My thoughts on this... 1) these two pieces are the same just one is dyed a color 2) this is man made and not one solid piece of wood 

I could be totally wrong on my thoughts but something seems off about this pieces...


----------



## Nature Man (Jul 8, 2020)

Sure look the same to me! Are all the scraps this size? Pretty small. Chuck


----------



## gman2431 (Jul 8, 2020)

Nature Man said:


> Sure look the same to me! Are all the scraps this size? Pretty small. Chuck


Some are some aren't. They were accents caps of some sort.

Reactions: Thank You! 1


----------



## barry richardson (Jul 8, 2020)

Bamboo?

Reactions: Agree 1 | Informative 1


----------



## phinds (Jul 8, 2020)

Bamboo is a good guess since it's frequently laminated like that, but this looks a bit like laminated royal palm:





I've never seen bamboo with big "pores" like that

EDIT: I double checked. What you have is definitely not laminated bamboo.

Reactions: Informative 1


----------



## Brandon Sloan (Jul 8, 2020)

Is it wood? Looks like trex decking. Based on the picture of the darker one. It has a hole drilled in it and the color is completely consistent.

Reactions: Way Cool 1


----------



## gman2431 (Jul 8, 2020)

Brandon Sloan said:


> Is it wood? Looks like trex decking. Based on the picture of the darker one. It has a hole drilled in it and the color is completely consistent.


Its wood that's for sure. Very, very, lightweight (should have added that in the beginning).


----------



## Brandon Sloan (Jul 8, 2020)

gman2431 said:


> Its wood that's for sure. Very, very, lightweight (should have added that in the beginning).

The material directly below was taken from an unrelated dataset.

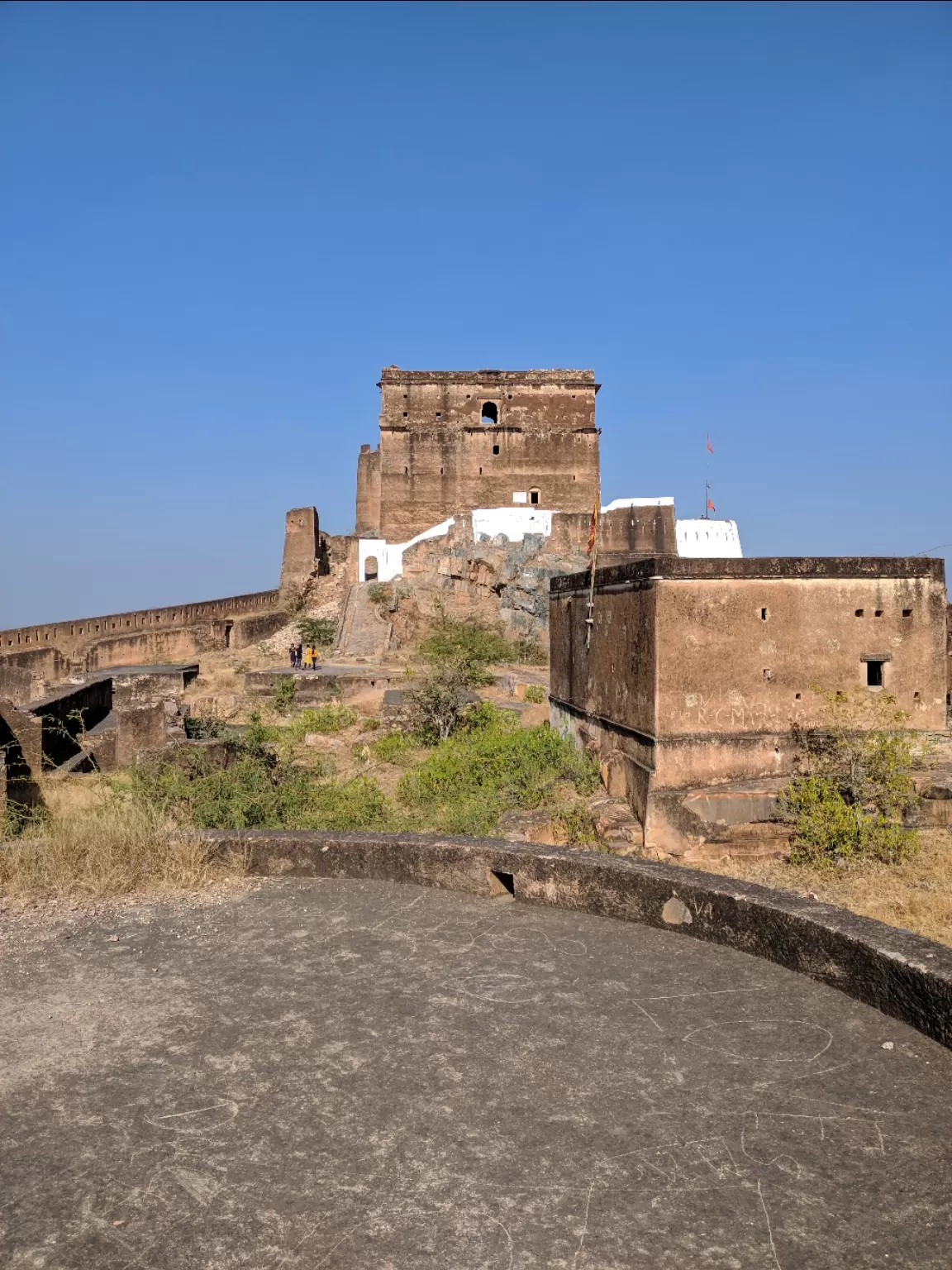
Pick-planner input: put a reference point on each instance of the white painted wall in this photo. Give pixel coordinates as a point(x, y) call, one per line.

That’s interesting, they certainly look the same. We have a furniture store that builds some stuff out of a composite material. That’s what it reminded me of. Interesting find.

Reactions: Great Post 1


----------



## phinds (Jul 8, 2020)

Brandon Sloan said:


> Is it wood? Looks like trex decking. Based on the picture of the darker one. It has a hole drilled in it and the color is completely consistent.


Trex decking has uniform, consistent holes of a fairly large size. This wood is nothing like that.


----------



## phinds (Jul 8, 2020)

gman2431 said:


> Its wood that's for sure. Very, very, lightweight (should have added that in the beginning).


Consistent with palm

Reactions: Like 1


----------



## gman2431 (Jul 8, 2020)

Sounds good! I think we have gotten close enough! At least for the big office debate of what this is...


----------



## phinds (Jul 8, 2020)

I took another look. It's not any kind of palm after all. Palm doesn't have growth ring boundaries and this does.

This is weird stuff indeed.

Reactions: Like 1


----------



## gman2431 (Jul 8, 2020)

Want me to grab ya a couple pieces? Next time I send something to you or Mark I can throw it in with. If not no worries.

Reactions: Like 1


----------



## phinds (Jul 8, 2020)

gman2431 said:


> Want me to grab ya a couple pieces? Next time I send something to you or Mark I can throw it in with. If not no worries.


Heck yeah. I love to get it under the magnifier.

Thanks

Reactions: Like 2


----------